Issue with pelias download wof: Corrupted SQLite during whosonfirst full planent Data Download
taminoelgert opened this issue · 2 comments
Describe the bug
When attempting a full planet build using Kubernetes, the pelias download wof command consistently throws the following error after downloading the whosonfirst data:
error: [whosonfirst] error downloading whosonfirst-data-admin-latest.db.bz2
Error: Command failed: curl -sA 'pelias-whosonfirst/0.0.0-development' https://data.geocode.earth/wof/dist/sqlite/whosonfirst-data-admin-latest.db.bz2 | lbunzip2 > /data/whosonfirst/sqlite/whosonfirst-data-admin-latest.db
lbunzip2: stdin: compressed data error: bad block header magic
Steps to Reproduce
- use full planent config
- start whosonfirst container with
./bin/download
command (pelias download wof)
Expected behavior
The pelias download wof command should download the whosonfirst data without encountering any errors.
Environment (please complete the following information):
- Kubernetes environment with 32 cores and 64 GB RAM (on Kubernetes nodes).

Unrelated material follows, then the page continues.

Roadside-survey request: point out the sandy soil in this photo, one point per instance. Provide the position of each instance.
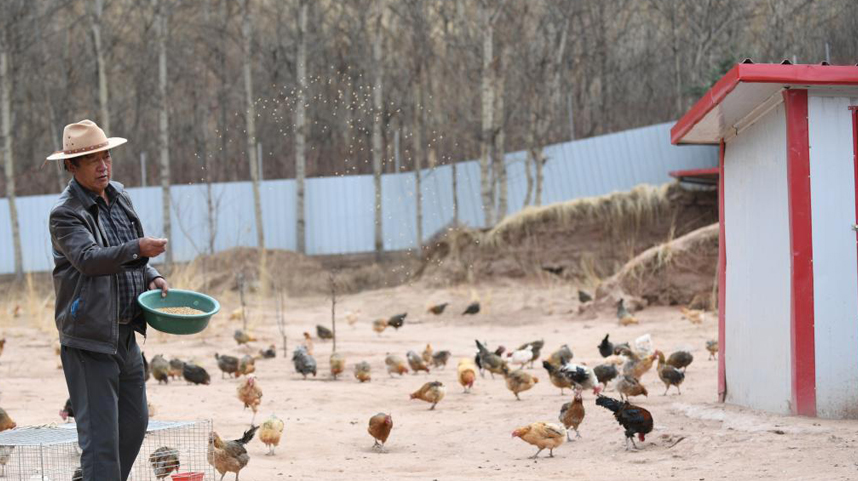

- Local environment with 24 cores and 32 GB RAM.
- OS: [e.g. Linux]
- Docker version 24.0.7, build afdd53b
Pastebin/Screenshots
pelias config:
{
"logger": {
"level": "info",
"timestamp": true
},
"esclient": {
"apiVersion": "7.x",
"hosts": [
{
"protocol": "https",
"host": "geocoder-es-http",
}
]
},
"acceptance-tests": {
"endpoints": {
"docker": "http://pelias-api:4000/v1/"
}
},
"api": {
"services": {
"placeholder": {
"url": "http://pelias-placeholder:4100"},
"interpolation": {
"url": "http://pelias-interpolation:4300"},
"libpostal": {
"url": "http://pelias-libpostal:4400"}
}
},
"imports": {
"adminLookup": {
"enabled": true
},
"geonames": {
"datapath": "/data/geonames",
"countryCode": "ALL"
},
"openstreetmap": {
"download": [
{
"sourceURL": "https://planet.openstreetmap.org/pbf/planet-latest.osm.pbf"}
],
"leveldbpath": "/tmp",
"datapath": "/data/openstreetmap",
"import": [
{
"filename": "planet-latest.osm.pbf"
}]
},
"openaddresses": {
"datapath": "/data/openaddresses",
"files": [
]
},
"polyline": {
"datapath": "/data/polylines",
"files": [
"extract.0sv"]
},
"whosonfirst": {
"datapath": "/data/whosonfirst",
"importPostalcodes": true
},
"interpolation": {
"download": {
"tiger": {
"datapath": "/data/tiger"
}
}
}
}
}
Additional context
The issue can also be reproduced locally in a Docker environment by following the same steps up to the pelias download all command. Subsequent steps, such as placeholder prepare, fail because "the SQLite is corrupted."
References
Thank you for your assessment
Hi @taminoelgert, I wasn't able to reproduce this issue.
It might have been an intermittent connection issue with our CDN provider https://bunny.net/
Could you please confirm if the issue has resolved itself?
aria2c https://data.geocode.earth/wof/dist/sqlite/whosonfirst-data-admin-latest.db.bz2
03/11 15:29:45 [NOTICE] Downloading 1 item(s)
*** Download Progress Summary as of Mon Mar 11 15:30:47 2024 ***
=============================================================================
[#b8d2ec 6.2GiB/8.0GiB(78%) CN:1 DL:92MiB ETA:19s]
FILE: /tmp/whosonfirst-data-admin-latest.db.bz2
-----------------------------------------------------------------------------
[#b8d2ec 7.9GiB/8.0GiB(98%) CN:1 DL:108MiB]
03/11 15:31:06 [NOTICE] Download complete: /tmp/whosonfirst-data-admin-latest.db.bz2
Download Results:
gid |stat|avg speed |path/URI
======+====+===========+=======================================================
b8d2ec|OK | 105MiB/s|/tmp/whosonfirst-data-admin-latest.db.bz2
Status Legend:
(OK):download completed.
lbunzip2 -t whosonfirst-data-admin-latest.db.bz2
echo $?
0
Thanks for the reply, I have just tried again and now it seems to be working without any problems. Thanks for the help though, I'll close the ticket then.